Last Thursday the United Nations General Assembly voted to upgrade Palestine to an observer state. The vote passed with an overwhelming majority and Israel warned that it would retaliate with a series of punitive measures for what it perceived to be a unilateral Palestinian act.

These have come primarily through a set of announcements on the acceleration of settlement building. In particular, announcements that the Israeli government would now move ahead with approving plans to build in an area known as E1 has resulted in an international outcry. And as Europe weighed up its options for how to respond, including leaks from the UK that they were considering recalling the UK's ambassador to Israel, Matthew Gould, in protest, a second announcement was made that plans first announced in 2010 to build 1700 new homes in the neighbourhood of Ramat Shlomo, would again be discussed.

But announcing settlement expansion is hardly new in the recent history of Israel, so why such an extreme reaction to the area known as E1? E1 is piece of land 12km squared, in between East Jerusalem and the settlement of Ma'ale Adumim. Ma'ale Adumim is a major Israeli city of around 40,000 residents. It is considered by many Israelis to be an outlying suburb of Jerusalem that will remain in the hands of Israel should a final status agreement be reached. However, it is by international law, a settlement with exactly the same legal status of that of every other settlement in the West Bank. E1 is a neighbouring area between Ma'ale Adumim and Jerusalem, currently with unapproved plans to build close to 4000 housing units housing approximately 20,000 residents. Building in E1 would, in effect, create a corridor joining Ma'ale Adumim to Jerusalem. And here lies just the beginning of the problem. Israel's ambassador to the EU, David Walzer suggested yesterday that building a settlement was not a barrier to a final status agreement as there were plenty of examples of when Israel had evacuated settlements - Sinai and Gaza being two examples. However, as Israeli attitudes towards the final status of Ma'ale Adumim prove, evacuating a 'suburb' of Jerusalem is not quite so straightforward.

If you look at a map it is almost immediately obvious what impact building E1 would have on the possibility of a contiguous Palestinian state with East Jerusalem as a capital. With Ramallah in the north of Jerusalem, Bethlehem in the south, and Jericho in the east, all major Palestinian cities and hubs of commerce, E1 creates a major wedge in between these areas, and of course East Jerusalem. It is for this reason there has been such an international outcry, as the development of E1 is seen to be a major blow, if not the final blow to a two-state solution.

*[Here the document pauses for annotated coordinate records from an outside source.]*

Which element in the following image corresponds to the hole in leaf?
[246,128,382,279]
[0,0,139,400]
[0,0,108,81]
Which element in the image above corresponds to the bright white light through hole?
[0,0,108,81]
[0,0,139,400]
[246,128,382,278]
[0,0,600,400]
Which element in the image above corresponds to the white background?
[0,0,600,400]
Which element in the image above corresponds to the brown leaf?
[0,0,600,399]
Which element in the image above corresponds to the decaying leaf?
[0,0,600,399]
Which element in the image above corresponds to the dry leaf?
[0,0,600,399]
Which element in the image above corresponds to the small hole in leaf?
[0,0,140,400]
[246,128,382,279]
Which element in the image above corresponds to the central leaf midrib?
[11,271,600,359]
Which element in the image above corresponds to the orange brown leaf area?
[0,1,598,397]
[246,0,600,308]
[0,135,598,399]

There has been various attempts to 'explain' that it is factually incorrect that building E1 disconnects the northern and southern West Bank from each other, or even east Jerusalem from the rest of the West Bank. The argument put forward is that the area beyond E1 and Ma'ale Adumim would be 15km wide, the same width as the narrowest area of Israel (the coastal plain around the city of Netanya). Plus, a road system would be created that would allow Palestinians to travel between areas of high population density, hence solving the problem of contiguity.

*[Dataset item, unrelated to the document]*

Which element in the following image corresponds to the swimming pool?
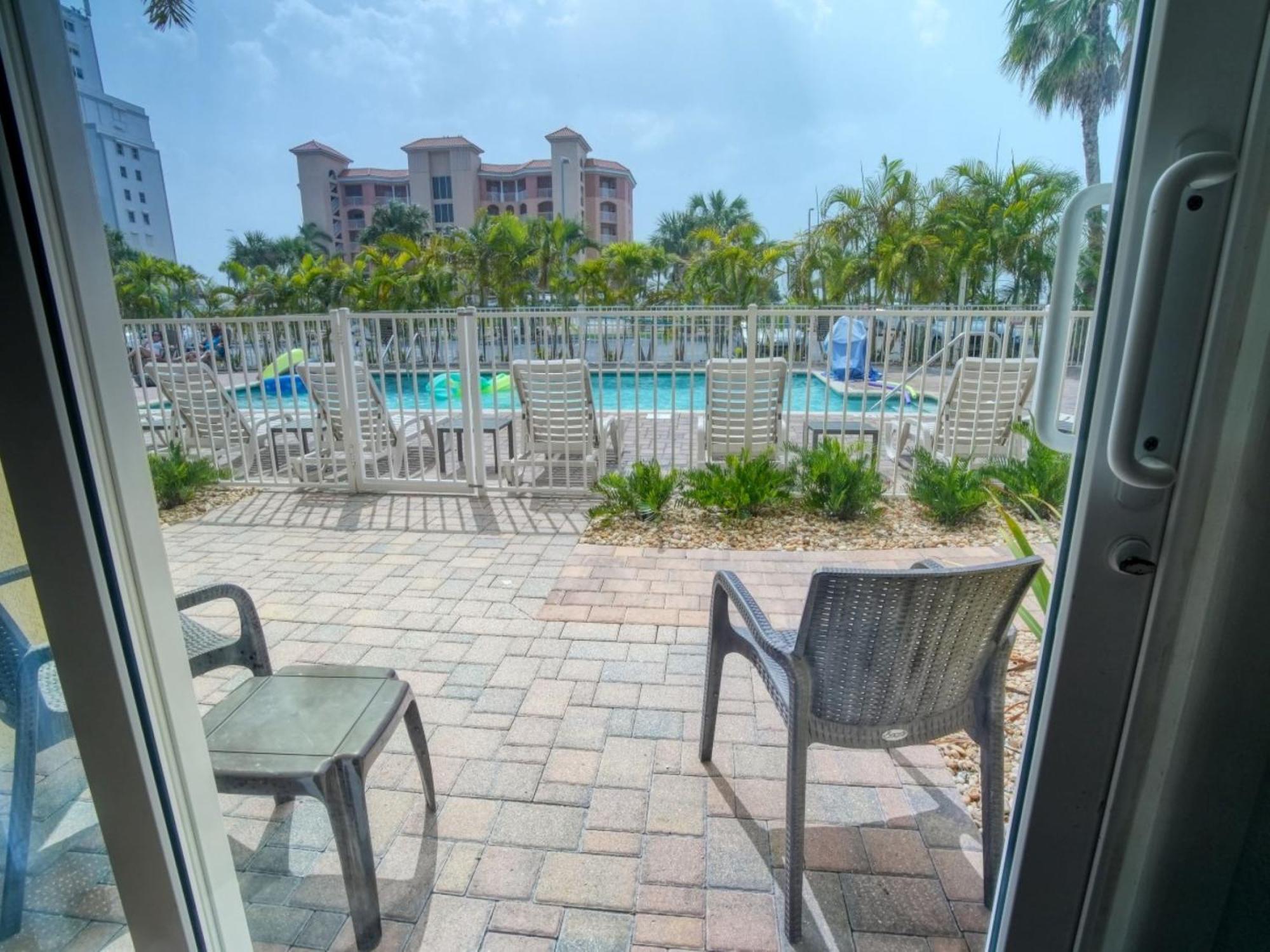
[236,371,939,414]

But this analysis is deeply flawed.

It fails to take into account that a Palestinian state with east Jerusalem as its capital, to be any semblance of a viable and contiguous state, requires a piece of land that allows for growth, development and natural expansion in between cities, and particularly in and around its capital. A contiguous sovereign state should allow those that rule that state to be masters of that territory, which includes deciding how to develop areas of land beyond roads that connect two pre-existing communities together. The idea that Palestine could somehow be a contiguous territory with a chunk of land right next to its capital city being annexed to Israel is hardly the definition of contiguous. A road 'around' E1 and Ma'ale Adumim creates a huge detour nearly as far as Jericho for those wishing to travel between areas in the northern and southern West Bank, and a huge dent in the landscape, or results in Palestinian sovereign territory being connected via tunnels underneath Jewish settlements. It prevents the expansion of Palestinian East Jerusalem into the West Bank, completely stymieing the growth of the future capital of Palestine, and makes territorial contiguity even between northern and southern east Jerusalem nearly impossible to achieve.

Those who argue that north and south contiguity is not affected by the building of E1 lack the ability to put themselves in the shoes of Palestinians and imagine what could be acceptable as a viable sovereign Palestinian state. They also lack the ability to imagine how a completely non-viable Palestinian state will play out for Israel in the long-term. Supporters of Israel should see the international community's outcry as the strongest affirmation of Europe and America's desire to protect Israel. For if the future of the two-state solution hangs in the balance, so does Israel's future.